Küresel ekonominin durumu hepimiz için büyük endişe kaynağı. Küresel finans sisteminin sürdürülebilirliğini ancak o sistemin mimarisini karşılıklı olarak bütünleyici hale getirerek ve döviz ve finans merkezlerinden oluşan çeşitlilik içinde bir sisteme dayalı kılmakla sağlayabiliriz. Zirvede Rusya ve ABD, istisnasız tüm taraflara uygulanacak evrensel kurallar ve ilkeler oluşturma çabasına öncülük edebilir. Potansiyel olarak IMF'nin korumasında uluslarüstü bir dünya döviz sistemi başlatmanın uygun olup olmayacağı konusunda ortaklaşa kafa yormalıyız.
İkili ilişkilerde daha fazla yatırım projeleri, şirketler tarafından ortak araştırma ve geliştirme, yüksek teknoloji ürünleri ticaretinin artmasını görmemiz gerekiyor.
Soğuk Savaş'ın sonu ve müteakip küreselleşme ilişkilerimizin jeopolitik bağlamını köklü şekilde değiştirdi ve liderliğin önemini son derece artırdı. Bugün etkili liderlik ortak olmalı, uluslararası toplumun ve büyük devlet gruplarının çıkarları için ortak paydalar bulma arzusu ve yeteneğine dayanmalı. G-20 zirveleri buna yönelik büyük bir adım. Rusya ve ABD'nin dünya meselelerindeki özel sorumluluklarını sürdürürken, dünyaya verebileceği çok şey olduğuna inanıyorum. Bu fırsatlar en çok stratejik istikrar ve nükleer güvenlik meselelerinde göze çarpıyor. Rusya-ABD ilişkilerinin niteliği, büyük ölçüde transatlantik politikaları belirliyor ve bu politikalar, AB, Rusya ve ABD'nin üçlü işbirliğini dayanak noktası olarak kullanabilir.
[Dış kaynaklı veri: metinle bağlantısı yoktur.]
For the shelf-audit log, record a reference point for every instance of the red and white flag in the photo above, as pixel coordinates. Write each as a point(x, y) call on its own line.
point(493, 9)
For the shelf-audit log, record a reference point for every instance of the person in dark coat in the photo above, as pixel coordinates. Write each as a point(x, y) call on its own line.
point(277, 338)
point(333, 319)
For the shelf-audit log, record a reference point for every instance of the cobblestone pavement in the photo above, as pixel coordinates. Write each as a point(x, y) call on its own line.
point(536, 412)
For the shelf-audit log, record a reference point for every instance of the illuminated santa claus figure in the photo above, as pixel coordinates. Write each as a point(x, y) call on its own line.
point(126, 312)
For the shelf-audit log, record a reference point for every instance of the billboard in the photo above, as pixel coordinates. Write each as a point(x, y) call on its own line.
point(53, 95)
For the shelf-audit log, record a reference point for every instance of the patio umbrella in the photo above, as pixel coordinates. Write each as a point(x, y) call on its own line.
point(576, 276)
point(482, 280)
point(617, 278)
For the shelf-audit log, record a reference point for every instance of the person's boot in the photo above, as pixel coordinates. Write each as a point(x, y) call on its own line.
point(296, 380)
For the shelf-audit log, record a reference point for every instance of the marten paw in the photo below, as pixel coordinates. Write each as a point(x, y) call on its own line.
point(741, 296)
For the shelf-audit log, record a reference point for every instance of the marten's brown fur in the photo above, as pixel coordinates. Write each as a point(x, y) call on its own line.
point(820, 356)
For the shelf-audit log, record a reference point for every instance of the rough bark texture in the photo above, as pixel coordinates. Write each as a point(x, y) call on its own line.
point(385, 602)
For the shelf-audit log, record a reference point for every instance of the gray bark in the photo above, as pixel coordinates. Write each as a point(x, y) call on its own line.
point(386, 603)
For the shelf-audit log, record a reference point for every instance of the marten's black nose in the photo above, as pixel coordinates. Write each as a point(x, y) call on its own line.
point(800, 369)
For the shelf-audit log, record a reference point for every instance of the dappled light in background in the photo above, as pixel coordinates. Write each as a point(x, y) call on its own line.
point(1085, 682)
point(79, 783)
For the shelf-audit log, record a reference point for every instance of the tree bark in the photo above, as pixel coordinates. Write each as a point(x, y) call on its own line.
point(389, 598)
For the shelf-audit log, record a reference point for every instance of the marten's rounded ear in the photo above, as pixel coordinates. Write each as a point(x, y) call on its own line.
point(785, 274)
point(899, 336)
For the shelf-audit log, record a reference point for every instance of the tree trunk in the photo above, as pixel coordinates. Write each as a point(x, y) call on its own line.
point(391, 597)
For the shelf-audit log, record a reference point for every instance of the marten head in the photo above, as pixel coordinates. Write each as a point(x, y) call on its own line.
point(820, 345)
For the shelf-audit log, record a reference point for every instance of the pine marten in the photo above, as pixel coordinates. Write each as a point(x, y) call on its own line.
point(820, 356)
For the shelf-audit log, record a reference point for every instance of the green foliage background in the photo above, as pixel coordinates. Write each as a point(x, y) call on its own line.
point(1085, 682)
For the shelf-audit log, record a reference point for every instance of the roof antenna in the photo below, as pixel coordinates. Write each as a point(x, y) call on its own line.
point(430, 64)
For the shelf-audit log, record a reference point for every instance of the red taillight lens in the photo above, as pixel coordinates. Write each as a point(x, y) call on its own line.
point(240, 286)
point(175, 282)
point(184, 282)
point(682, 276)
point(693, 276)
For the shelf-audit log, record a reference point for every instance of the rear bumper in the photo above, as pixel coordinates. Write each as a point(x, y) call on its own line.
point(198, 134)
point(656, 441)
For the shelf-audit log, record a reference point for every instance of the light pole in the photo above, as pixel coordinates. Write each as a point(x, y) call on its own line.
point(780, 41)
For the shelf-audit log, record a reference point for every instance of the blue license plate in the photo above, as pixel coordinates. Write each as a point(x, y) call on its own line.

İşbirliğimizi tekrar başlatma gereği, bir yanıyla son derece heyecanlı birçok âna tanık olunan ilişkilerimizin tarihinden cesaret buluyor: Amerika'nın kalkınmasındaki kritik noktalarda Rusya'nın ABD'ye sağladığı diplomatik destek, faşizme karşı ortak savaşımız ve uluslararası ilişkilerde rahatlama dönemi.
Obama beni derinden etkiledi
Yemin töreni konuşmasında Obama ABD'nin dünyanın geri kalanıyla birlikle değişmesi gerektiğinin farkında olduğunu dile getirdi. Konuşması, ABD'nin sorunlarına yönelik tarafsız değerlendirmeleriyle beni derinden etkiledi. Büyüklüğün doğuştan verilmeyip, kazanılması gerektiğine ben de katılıyorum.
Alexis de Tocqueville iki ulus için büyük bir gelecek kehanetinde bulunmuştu. Bugüne dek iki ülke bu kehanetin doğruluğunu kendisine ve dünyaya, tek başına eyleyerek kanıtlamaya çalıştı. Tarihin bu dönüm noktasında birlikte çalışmamız gerektiğine tüm kalbimle inanıyorum. Dünya Rusya'yla ABD'nin öylece oturup kayıtsız davranmasını değil, küresel politikada güven ve iyi niyet iklimi yaratmak için enerjik adımlar atmasını bekliyor.
Bu beklentileri karşılıksız bırakamayız.